The leaders of this group are Moaz al-Khalib who was chosen as the National Coalition’s first president. Khalib is a Sunni Muslim cleric who was once the imam of a major mosque in Damascus. Riad Seif, a veteran anti-Assad dissident, and Suhair al-Atassi, the descendent of a famous political family who also in the past has held one of the last open political discussion groups in Damascus, were elected vice-presidents of the National Coalition.
The National Coalition called for rebel and political opposition factions to unite under the Coalition’s leadership framework to “end Syrian’s suffering and transition Syria to a democratic, civil, pluralistic, strong and stable state.”
Bahrain, Kuwait, Oman, Qatar, Saudi Arabia, and the United Arab Emirates were the first to recognize the National Coalition as the legitimate representative of the Syrian people followed by France, the UK, EU, and U.S. The following month, 100 countries followed suit in recognizing the National Coalition. Iran, China, and Russia were not included as they have backed President Assad.
The National Coalition is dedicated to upholding these principles:
- absolute indepdence for Syria
- preservation of the unity of the Syrian people
-overthrowing the Syrian regime, dismantling the security forces, and holding responsible parties accountable for crimes against the Syrian people
-uphold their commitment for a civil, democratic Syria
The National Coalition has the support of the rebel Supreme Military Council and the Free Syrian Army, but does not include the National Co-ordination Committee which represents the the oppositions groups who reject violence and want to negotiate with the Assad regime, something the National Coalition is vehemently opposed to. The Al-Nusra front, an Al Qaeda branch operating in Syria, is also not included in the National Coalition. The Al-Nusra front, the most aggressive and arguable the most successful rebel fighters in Syria, recently pledged allegiane to the leader of al-Qaeda, Ayman al-Zawahiri.
The National Coalition faced many problems and on March 24, 2013, Khalib (the president of the Coalition) resigned due to foreign powers placing too many condition on the aid to opposition and armed rebel groups.
The National Coalition has failed to assert overall control over Syria’s rebel groups including jihadist groups who have refused to recognize the coalition’s supremacy.
2. Syrian National Council (SNC)
The Syrian National council is a coalition of opposition groups formed in 2011. The SNC offered a credible alternative to the Syrian government and has served as a point of contact for the international community.

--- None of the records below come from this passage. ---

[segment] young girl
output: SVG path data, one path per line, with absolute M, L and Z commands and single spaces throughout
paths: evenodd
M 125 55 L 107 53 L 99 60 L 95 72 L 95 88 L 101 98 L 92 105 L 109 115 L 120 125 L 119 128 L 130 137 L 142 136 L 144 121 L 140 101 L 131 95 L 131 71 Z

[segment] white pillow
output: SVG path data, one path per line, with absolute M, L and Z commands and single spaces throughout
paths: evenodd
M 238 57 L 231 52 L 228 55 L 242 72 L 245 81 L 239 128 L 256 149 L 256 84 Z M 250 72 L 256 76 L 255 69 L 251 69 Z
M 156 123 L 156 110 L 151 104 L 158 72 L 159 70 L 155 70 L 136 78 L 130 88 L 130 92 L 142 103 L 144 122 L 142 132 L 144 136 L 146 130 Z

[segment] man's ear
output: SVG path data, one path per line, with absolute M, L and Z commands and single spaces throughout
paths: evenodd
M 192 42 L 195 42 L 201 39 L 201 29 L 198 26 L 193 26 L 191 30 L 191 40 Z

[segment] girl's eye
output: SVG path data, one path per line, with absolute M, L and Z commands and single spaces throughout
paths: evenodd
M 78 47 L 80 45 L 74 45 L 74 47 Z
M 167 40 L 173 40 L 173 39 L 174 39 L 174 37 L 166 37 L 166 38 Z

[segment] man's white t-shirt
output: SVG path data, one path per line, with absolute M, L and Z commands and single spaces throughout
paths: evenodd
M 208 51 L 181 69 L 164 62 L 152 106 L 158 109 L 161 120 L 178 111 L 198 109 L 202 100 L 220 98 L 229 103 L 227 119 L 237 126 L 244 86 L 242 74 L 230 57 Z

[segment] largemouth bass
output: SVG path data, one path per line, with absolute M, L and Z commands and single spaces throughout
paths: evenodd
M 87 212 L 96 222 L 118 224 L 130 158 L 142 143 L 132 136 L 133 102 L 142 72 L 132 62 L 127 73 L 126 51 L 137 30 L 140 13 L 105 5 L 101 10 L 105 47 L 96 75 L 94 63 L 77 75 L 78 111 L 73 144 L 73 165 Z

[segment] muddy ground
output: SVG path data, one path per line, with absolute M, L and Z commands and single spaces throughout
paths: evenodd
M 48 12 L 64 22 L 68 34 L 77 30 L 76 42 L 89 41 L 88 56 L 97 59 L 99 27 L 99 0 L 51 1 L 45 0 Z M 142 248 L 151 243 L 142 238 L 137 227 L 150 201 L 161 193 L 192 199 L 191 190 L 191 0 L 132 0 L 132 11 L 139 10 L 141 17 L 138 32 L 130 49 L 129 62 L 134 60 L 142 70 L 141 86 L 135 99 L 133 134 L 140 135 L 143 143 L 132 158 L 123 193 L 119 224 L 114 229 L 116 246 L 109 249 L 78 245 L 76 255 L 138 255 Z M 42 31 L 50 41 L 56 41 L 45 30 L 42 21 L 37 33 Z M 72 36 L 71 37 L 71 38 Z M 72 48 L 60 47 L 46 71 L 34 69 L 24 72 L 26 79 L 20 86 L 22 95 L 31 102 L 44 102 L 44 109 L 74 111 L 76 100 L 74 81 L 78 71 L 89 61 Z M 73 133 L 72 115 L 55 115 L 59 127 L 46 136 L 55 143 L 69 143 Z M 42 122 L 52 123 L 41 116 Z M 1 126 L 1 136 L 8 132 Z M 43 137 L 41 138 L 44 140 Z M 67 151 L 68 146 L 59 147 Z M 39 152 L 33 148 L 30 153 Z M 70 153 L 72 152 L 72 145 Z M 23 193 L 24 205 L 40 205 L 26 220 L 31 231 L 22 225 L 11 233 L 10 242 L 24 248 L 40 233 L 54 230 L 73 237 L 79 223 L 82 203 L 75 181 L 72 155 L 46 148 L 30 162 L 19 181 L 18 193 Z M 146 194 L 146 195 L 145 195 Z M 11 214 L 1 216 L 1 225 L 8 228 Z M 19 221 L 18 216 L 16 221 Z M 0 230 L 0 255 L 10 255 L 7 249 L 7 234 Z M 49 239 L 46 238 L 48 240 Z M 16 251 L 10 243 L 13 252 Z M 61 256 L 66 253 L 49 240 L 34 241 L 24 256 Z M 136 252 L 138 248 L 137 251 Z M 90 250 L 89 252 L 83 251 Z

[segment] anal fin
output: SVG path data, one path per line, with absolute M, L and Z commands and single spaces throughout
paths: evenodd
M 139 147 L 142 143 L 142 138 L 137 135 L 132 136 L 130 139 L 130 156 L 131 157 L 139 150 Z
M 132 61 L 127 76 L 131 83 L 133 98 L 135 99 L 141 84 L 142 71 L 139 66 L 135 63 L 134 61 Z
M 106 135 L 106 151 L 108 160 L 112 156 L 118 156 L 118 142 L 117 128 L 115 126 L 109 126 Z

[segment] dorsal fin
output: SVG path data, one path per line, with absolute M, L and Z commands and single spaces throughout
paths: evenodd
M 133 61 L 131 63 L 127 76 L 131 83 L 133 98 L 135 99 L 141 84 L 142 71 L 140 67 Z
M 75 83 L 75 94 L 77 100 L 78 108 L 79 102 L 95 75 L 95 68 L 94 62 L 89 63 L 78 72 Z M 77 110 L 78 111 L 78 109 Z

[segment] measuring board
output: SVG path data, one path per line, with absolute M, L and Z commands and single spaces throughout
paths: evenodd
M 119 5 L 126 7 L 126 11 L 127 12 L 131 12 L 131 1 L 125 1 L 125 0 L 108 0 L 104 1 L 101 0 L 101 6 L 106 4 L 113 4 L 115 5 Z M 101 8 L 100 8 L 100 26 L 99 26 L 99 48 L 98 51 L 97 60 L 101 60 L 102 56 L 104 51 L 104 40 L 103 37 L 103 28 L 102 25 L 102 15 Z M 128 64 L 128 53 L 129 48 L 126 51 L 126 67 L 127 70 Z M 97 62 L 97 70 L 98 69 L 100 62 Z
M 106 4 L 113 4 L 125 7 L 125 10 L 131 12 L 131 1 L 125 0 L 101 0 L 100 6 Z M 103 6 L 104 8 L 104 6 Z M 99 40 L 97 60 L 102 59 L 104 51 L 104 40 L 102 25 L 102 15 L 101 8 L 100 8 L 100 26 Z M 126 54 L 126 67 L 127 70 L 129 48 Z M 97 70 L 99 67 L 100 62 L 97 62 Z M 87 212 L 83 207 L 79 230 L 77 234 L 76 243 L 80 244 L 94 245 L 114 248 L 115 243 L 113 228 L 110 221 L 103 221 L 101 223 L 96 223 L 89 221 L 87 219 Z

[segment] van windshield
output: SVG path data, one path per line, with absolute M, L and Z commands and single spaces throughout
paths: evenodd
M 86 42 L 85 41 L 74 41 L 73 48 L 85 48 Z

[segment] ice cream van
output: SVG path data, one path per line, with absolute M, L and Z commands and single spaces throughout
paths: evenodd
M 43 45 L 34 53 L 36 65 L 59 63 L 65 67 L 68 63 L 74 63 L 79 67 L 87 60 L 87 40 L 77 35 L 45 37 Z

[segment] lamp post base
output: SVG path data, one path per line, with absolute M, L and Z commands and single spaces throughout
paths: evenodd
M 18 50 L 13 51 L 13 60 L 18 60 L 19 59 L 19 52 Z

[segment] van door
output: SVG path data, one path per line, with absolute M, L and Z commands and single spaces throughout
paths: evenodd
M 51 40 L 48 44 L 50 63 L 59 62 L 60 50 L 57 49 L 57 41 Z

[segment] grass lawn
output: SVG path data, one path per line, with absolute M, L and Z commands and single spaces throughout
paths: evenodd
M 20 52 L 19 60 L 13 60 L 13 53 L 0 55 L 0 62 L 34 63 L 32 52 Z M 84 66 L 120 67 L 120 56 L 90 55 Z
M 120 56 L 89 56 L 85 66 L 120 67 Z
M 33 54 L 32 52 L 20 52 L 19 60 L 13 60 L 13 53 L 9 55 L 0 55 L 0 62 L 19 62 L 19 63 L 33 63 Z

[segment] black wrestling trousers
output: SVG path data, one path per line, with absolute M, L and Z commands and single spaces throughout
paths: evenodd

The president of the SNC, George Sabra, is a Christian and veteran dissident. The SNC is committed to these principles:
- working to overthrow the regime using all legal means
- affirming national unity among all component of Syrian society and rejecting all calls for ethnic strife
- remaining non-violent
- rejecting foreign military intervention
The SNC supports a democratic Syria, a “parliamentary republic with sovereignty of the people.” The SNC is dominated by Syria’s majority Sunni Muslim community.The SNC has had difficulty working with the Free Syrian Army, however, the two groups have agreed to co-ordinate their operations.
3. National Co-ordination Committee (NCC)
Also formed in 2011, the NCC consists of 13 left-leaning political parties, Kurdish political parties, and independent political and youth activitists. The leader of the NCC is opposition figure Hussein Abdul Azim. the NCC, unlike the Syrian National Council, supports dialogue with the Assad regime only on the condition of the withdrawal of the military from the streets and the end of attacks on peaceful protestors. The NCC is also opposed to any foreign intervention and prefers sanctions to increase pressure on Assad.
4. Free Syrian Army (FSA)
The FSA, also formed in 2011, was founded by deserters of the Syrian army and led by Riyad al-Assad, a former air force colonel. The group said it will work hand in hand with the people to achieve freedom and topple the regime. The FSA claims to have up to 40,000 soldiers however some analysts believe the number is closer to 10,000. The army is made up of mostly Sunni Muslims however its leadership is mainly Alawite. Several Western powers have pledged to provide millions of dollars in non-lethal aid to the FSA, including communications and intelligence support.
The UN Human Rights Council announced that it had documented instances of gross human rights violations committed by members of various FSA groups including torture and arbitrary executions.